Speaking in the council chambers of the Confederated and Salish and Kootenai Tribes in Pablo, Montana, Barr said the Missing and Murdered Indigenous Persons Initiative will place Justice Department personnel in 11 U.S. attorney offices in states with tribal reservations.
Barr said tribal members in the United States face high rates of violence, alcoholism and abuse on the reservations.
“American Indian and Alaska Native people suffer from unacceptable and disproportionately high levels of violence, which can have lasting impacts on families and communities,” Barr said. “Too many of these families have experienced the loss of loved ones who went missing or were murdered.
“This important initiative will further strengthen the federal, state and tribal law enforcement response to these continuing problems.”

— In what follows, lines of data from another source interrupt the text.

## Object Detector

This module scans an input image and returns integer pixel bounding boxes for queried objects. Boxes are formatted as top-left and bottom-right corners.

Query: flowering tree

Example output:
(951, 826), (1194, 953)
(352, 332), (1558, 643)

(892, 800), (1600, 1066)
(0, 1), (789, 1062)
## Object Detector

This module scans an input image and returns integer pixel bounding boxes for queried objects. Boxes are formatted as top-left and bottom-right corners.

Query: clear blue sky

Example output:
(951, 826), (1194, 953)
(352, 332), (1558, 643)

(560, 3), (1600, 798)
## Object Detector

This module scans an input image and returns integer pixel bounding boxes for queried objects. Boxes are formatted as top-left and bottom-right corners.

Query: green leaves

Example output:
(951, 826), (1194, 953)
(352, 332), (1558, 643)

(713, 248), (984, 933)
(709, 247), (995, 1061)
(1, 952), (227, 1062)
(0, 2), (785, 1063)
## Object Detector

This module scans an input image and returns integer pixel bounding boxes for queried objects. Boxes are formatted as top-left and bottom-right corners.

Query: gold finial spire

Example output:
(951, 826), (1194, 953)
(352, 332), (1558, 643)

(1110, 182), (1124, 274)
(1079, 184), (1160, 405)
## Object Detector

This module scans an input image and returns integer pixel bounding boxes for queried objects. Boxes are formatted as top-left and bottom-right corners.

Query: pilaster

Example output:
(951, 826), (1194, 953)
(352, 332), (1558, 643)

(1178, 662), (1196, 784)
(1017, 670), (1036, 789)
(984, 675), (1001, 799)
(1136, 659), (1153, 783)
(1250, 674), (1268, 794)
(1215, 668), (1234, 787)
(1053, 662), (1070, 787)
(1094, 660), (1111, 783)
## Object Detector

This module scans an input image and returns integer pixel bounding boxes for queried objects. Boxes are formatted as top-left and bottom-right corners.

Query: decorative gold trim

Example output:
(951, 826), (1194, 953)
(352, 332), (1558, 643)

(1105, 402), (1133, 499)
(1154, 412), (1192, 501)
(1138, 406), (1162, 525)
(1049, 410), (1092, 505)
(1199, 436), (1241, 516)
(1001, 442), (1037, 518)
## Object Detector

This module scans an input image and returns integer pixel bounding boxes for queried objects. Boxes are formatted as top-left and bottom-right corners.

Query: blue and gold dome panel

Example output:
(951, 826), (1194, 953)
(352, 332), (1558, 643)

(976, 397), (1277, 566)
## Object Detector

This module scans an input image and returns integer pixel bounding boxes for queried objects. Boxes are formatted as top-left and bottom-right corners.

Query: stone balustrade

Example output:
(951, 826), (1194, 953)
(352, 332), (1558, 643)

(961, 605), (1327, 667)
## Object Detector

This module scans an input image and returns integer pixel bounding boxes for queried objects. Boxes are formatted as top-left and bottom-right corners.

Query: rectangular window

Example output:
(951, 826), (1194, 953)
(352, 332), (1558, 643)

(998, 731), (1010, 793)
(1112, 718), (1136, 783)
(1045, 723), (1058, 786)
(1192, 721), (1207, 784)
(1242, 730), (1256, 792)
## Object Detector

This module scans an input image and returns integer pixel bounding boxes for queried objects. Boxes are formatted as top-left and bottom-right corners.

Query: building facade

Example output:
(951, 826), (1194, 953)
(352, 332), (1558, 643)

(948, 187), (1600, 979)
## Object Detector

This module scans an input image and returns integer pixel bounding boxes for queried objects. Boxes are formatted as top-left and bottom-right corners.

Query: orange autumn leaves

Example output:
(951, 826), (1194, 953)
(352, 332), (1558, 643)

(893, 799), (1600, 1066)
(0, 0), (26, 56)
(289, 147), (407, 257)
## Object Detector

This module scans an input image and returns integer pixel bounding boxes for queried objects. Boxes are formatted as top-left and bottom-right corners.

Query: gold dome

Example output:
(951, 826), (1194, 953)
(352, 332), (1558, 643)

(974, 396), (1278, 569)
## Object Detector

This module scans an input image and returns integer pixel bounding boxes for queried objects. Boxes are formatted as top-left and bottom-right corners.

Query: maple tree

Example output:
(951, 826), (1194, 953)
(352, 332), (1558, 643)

The Confederated Salish and Kootenai Tribes, who live on the Flathead Indian Reservation of northwest Montana, have members who are missing. The task force is a welcome resource to help investigate the disappearances, tribal council vice chairman Leonard Gray said.
The rates of suicide, violence and alcohol “plague our communities,” Gray said. “Our people have waited for generations … for the United States to live up to its obligation of protecting our people.”
The states that will have new missing persons coordinators are Alaska, Arizona, Montana, Oklahoma, Michigan, Utah, Nevada, Minnesota, Oregon, New Mexico and Washington state.
The first person hired to head up a task force is Ernie Weyand, who will work out of the Montana U.S. Attorney’s Office in Billings, Montana. U.S. Attorney for the District of Montana Kurt Alme said, “The missing need to be found and brought home, murderers and abusers must be brought to justice, and violence against women must stop.”
Barr said Montana has been a “vanguard” in finding missing Native Americans. In 2019, the Montana Legislature created a bill called “Hanna’s Act” which directed Montana Department of Justice personnel to help investigate missing persons. Alme said Barr’s initiative will complement the steps taken by his office this year.
In Montana there are seven Native American tribes. Tribal members account for 7% of the population, but 30% of the missing persons in the state, according to Shelly Fyant, council member of the Confederated Salish and Kootenai Tribes.
“These statistics are overwhelming,” she said.
Barr, who served as attorney general under George H.W. Bush and is the only attorney general to have served two presidents, said it’s time to bring more resources to helping Indian country find its missing people.
“As attorney general I view it as my responsibility to fight for the safety of every American,” Barr said. “It’s an extremely important issue in our communities. This is not a panacea, but a step in the right direction.”
Tony Incashola and Vernon Finley, members of the Confederated Salish and Kootenai Tribes’ cultural committees, presented Barr with a ceremonial blanket, which Barr wore solemnly.
“Our people have always welcomed great leaders who can make our lives safe and happy, and a place for us to grow,” Incashola said.
Following his announcement at the Flathead Indian Reservation on Friday morning, Barr traveled to nearby Kalispell, Montana, where, as a guest of U.S. Sen. Steve Daines, R-Mont., he spoke on efforts to fight methamphetamine.